Detailed interaction between me2K4 in H3K4me2 and Glu322 in WDR5. (A) The H3K4me2 peptide and WDR5 are colored in yellow and blue, respectively. The electron density map is contoured at 1σ. Potential water-mediated hydrogen bonds are shown as dashed orange lines. (B) The lower panel shows schematics of two alternative hydrogen binding networks involving the water molecule.

Figure 6

Effects of histone peptides on the thermostability of WDR5Δ23. (A) Thermostability of WDR5Δ23 alone (♦), and in the presence of 2.5 mM of H3K4me1 (aa1–11) (□), H3K4me2 (aa1–11) (•), H3K4me3 (aa1–11) (○), H3K4 (aa1–11) (▵), WDR5 (aa11–18) (▾) and H3K9me3 (▪). (B) Thermostability of WDR5Δ23 as a function of peptide concentration.

Figure 7

Isothermal titration calorimetry data for binding of methylated and unmodified H3 peptides to WDR5 at 25°C. The upper panels show the sequential heat pulses for peptide–WDR5 binding and the lower panels show the integrated heat data, corrected for the heat of dilution and fit to a single-site binding model using Origin Software.
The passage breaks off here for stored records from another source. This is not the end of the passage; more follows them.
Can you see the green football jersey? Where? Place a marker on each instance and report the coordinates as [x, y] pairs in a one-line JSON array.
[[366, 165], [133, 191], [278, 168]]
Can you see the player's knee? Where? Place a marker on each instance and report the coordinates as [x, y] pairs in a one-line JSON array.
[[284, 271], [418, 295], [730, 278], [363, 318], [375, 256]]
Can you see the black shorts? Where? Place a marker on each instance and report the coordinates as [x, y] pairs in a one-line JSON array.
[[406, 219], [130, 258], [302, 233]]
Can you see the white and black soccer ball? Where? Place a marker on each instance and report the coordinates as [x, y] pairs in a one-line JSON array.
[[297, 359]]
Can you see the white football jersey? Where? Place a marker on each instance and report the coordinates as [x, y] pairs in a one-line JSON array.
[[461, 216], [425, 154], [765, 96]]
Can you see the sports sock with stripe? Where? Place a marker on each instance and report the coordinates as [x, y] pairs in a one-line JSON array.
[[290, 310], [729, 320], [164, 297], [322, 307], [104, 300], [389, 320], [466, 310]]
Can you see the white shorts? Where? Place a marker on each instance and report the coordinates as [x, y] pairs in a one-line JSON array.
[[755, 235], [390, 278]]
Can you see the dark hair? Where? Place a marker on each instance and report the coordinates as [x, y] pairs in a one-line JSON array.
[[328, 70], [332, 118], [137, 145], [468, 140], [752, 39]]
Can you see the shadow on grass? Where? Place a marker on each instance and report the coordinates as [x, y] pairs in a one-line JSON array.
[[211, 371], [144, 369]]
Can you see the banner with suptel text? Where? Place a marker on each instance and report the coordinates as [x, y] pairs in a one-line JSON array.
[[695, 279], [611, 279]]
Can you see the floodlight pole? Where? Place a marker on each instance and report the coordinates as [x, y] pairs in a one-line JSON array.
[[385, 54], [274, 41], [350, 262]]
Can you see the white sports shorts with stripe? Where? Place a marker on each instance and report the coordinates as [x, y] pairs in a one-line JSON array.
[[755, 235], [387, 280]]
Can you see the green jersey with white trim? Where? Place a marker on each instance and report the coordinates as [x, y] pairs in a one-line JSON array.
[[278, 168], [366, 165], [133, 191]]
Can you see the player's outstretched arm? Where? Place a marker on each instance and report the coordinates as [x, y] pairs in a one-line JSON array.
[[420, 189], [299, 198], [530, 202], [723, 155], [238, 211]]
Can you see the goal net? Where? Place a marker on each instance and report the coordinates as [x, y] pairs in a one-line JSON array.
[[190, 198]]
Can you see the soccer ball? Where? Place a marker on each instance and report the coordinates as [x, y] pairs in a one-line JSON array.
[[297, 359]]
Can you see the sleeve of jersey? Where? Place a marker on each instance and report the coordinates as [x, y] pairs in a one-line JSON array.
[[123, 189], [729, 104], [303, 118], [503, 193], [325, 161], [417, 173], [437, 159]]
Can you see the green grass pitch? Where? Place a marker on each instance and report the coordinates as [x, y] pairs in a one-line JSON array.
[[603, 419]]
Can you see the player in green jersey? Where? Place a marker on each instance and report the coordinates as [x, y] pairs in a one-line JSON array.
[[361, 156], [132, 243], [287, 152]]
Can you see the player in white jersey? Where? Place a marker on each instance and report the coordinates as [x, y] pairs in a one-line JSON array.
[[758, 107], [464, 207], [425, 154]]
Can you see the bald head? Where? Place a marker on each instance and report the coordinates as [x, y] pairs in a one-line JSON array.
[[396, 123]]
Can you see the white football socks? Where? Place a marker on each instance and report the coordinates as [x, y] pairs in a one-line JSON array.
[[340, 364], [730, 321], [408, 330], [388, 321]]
The error values are the s.d. of the values of two titration experiments.

Figure 8

Fluorescence polarization measurements of peptide binding to WDR5. (A) Different concentrations of WDR5 were added to 30 nM of fluorescein-labeled peptide, H3K4me3 (aa1–11) (•), H3K4me2 (aa1–11) (○), H3K4me1 (aa1–8) (▾), unmodified H3K4 (aa1–11) (▵) and R2A H3 (aa1–8) (▪). Points are connected by straight lines. (B) The data measured up to 0.8 μM WDR5 fit to a one-site binding model.